Nature Quest: Winter brings bird poaching frenzy to Chalan Beel
Winter in Bangladesh means hot pitha cakes, sweet date palm syrup and badminton matches underway in city laneway and village. It's also the season when flocks of migratory birds arrive from locations like the Himalayas and Siberia to make this country's waterholes, such as Natore's Chalan Beel, their temporary home. But while the beel should be a bird haven it's become a danger.
Over one hundred poachers are active in the area.
"The poachers openly sell migratory birds in many markets," says Saiful Islam, secretary of the local conservation group, the Chalan Beel Jeeb Boichitra Sangrakkhan Committee.
He estimates up to 300 local families are accustomed to eating wild bird meat. But having migratory birds up for sale is a broader problem, he notes, to be found through Singra, Baraigram, Gurudaspur and sadar upazilas in Natore and also in Tarash and Ullahpara upazilas in neighbouring Sirajganj.

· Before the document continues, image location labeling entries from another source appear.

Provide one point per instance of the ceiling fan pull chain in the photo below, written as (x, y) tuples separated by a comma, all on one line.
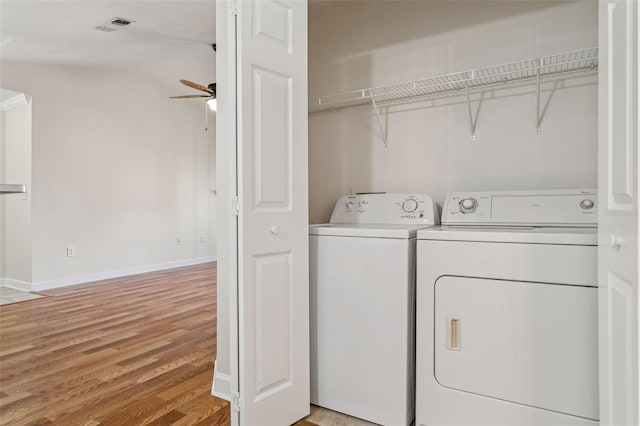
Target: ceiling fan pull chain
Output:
[(206, 118)]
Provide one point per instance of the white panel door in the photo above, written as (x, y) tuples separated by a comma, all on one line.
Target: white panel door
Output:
[(618, 212), (273, 274)]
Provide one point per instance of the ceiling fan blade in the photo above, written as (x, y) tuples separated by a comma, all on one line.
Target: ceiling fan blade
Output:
[(189, 96), (196, 86)]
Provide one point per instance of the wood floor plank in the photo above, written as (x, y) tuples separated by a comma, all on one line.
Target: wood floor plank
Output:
[(135, 350), (104, 353)]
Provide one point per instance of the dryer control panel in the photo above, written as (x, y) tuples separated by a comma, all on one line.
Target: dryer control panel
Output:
[(522, 208), (401, 209)]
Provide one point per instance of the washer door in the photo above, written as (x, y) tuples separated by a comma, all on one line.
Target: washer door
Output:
[(528, 343)]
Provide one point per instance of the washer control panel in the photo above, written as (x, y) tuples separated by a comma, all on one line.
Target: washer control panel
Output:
[(524, 208), (386, 208)]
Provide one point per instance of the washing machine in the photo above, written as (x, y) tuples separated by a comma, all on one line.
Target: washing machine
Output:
[(362, 305), (507, 311)]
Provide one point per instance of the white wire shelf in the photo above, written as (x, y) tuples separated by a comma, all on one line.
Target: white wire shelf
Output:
[(528, 69), (537, 68)]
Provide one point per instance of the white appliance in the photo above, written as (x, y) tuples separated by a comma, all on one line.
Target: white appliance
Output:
[(362, 294), (507, 311)]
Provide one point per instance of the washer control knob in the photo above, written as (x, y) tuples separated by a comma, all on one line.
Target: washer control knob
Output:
[(410, 205), (468, 205), (586, 204)]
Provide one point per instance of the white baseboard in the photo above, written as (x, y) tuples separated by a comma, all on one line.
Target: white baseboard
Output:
[(17, 284), (221, 384), (82, 279)]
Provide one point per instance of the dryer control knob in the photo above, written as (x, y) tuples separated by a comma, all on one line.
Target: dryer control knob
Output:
[(409, 205), (468, 205), (586, 204)]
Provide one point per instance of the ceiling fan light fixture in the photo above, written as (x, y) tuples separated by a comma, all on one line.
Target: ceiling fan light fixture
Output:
[(104, 28), (121, 22)]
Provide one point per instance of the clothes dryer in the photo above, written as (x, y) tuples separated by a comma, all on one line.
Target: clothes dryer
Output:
[(507, 311), (362, 305)]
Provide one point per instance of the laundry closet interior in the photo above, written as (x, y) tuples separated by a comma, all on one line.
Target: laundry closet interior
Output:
[(457, 104), (356, 45)]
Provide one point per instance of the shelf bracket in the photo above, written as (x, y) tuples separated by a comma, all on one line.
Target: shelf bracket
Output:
[(472, 122), (375, 110), (538, 116)]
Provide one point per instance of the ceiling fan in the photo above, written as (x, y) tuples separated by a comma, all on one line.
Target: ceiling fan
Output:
[(210, 91)]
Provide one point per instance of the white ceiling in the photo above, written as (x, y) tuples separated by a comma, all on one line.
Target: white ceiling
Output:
[(169, 40)]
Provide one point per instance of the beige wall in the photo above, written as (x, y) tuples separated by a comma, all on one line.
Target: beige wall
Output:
[(15, 210), (119, 171), (355, 45)]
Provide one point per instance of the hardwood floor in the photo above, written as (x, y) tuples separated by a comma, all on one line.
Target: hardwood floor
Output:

Bodiuzzaman Bodi, 55, from Natore sadar's Chandpur village freely admits to being a bird hunter. "I hunt birds every winter as it is very profitable and we have no other work in this season, so we haven't any choice. With nets and other traps I can catch up to 30 birds per day. We have been doing this for years. In this area it is a usual occupation, just as in the rainy season we catch fish."
"I know that bird hunting is a punishable offence," says Lalon Hossain, 30, another hunter from Chandpur village. "But we have no choice since we are really poor and our families depend on bird hunting of a winter."

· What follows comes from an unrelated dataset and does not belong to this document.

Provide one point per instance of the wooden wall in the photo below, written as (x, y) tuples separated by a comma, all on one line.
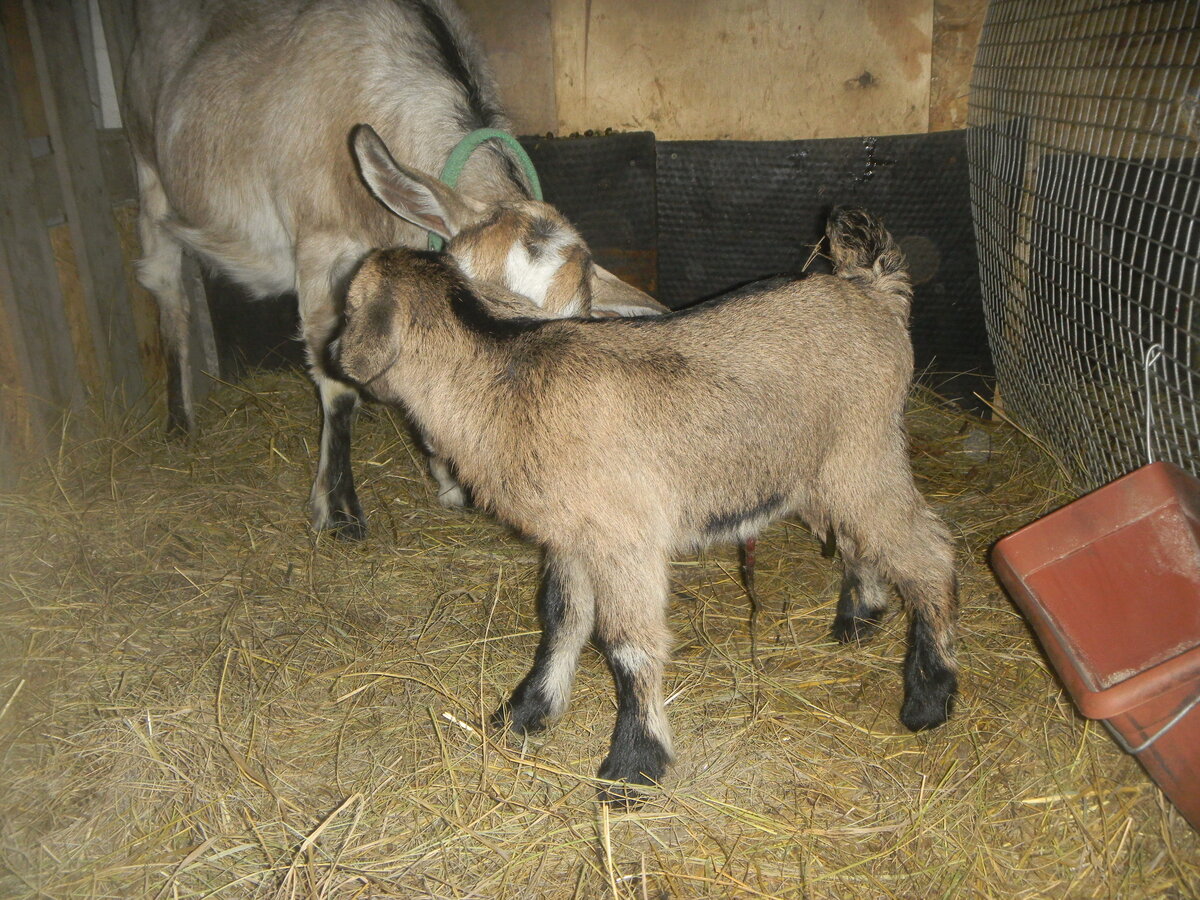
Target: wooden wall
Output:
[(75, 325), (749, 70)]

Chandpur High School teacher Nazim Uddin says many in the village hunt wild birds for income and for food. "Some they sell; others they eat at home," he says.
"Although local people, together with our group, protest the hunt we often fail to protect the birds," Saiful explains. "On 15 December 2016 we caught a hunter, Shafiur Rahman, with an airgun. From him we seized three migratory birds. But his brother Ataur Rahman is influential and he took both his brother and the birds from us. Still we urged them to free the birds but they refused, saying there's nothing at all wrong with hunting them."
"Bird hunters crowd the Chalan Beel area every winter season," says Natore sadar upazila's chairman, Shariful Islam Romzan. "Their illegal hunting goes on openly; sometimes villagers protest but with little effect."
"The hunters even offered to sell wild birds to me at a low rate," he adds. "I refused and told them to find another profession."
Professor Aktaruzzaman who is an adviser to the Chalan Beel conservation group notes that the number of migratory birds has been decreasing year by year, with further decline anticipated due to the poaching nuisance as well as the onset of climate change.
According to locals, a few years ago about 35 species of migratory birds could be found in Chalan Beel each winter. These days the numbers of many species are down.
"We conduct mobile courts in the area of Chalan Beel," says Shahina Khatun, the deputy commissioner of Natore. "We have jailed poachers on several occasions. Meanwhile, we are trying to increase awareness that wildlife hunting is illegal. We are also making a list of poachers in order to provide them with alternate work."
One may wish the district administration speedy success in such endeavours as the day when the welcome arrival of diverse migratory bird species at Chalan Beel no longer symbolises the winter season may not be too far away.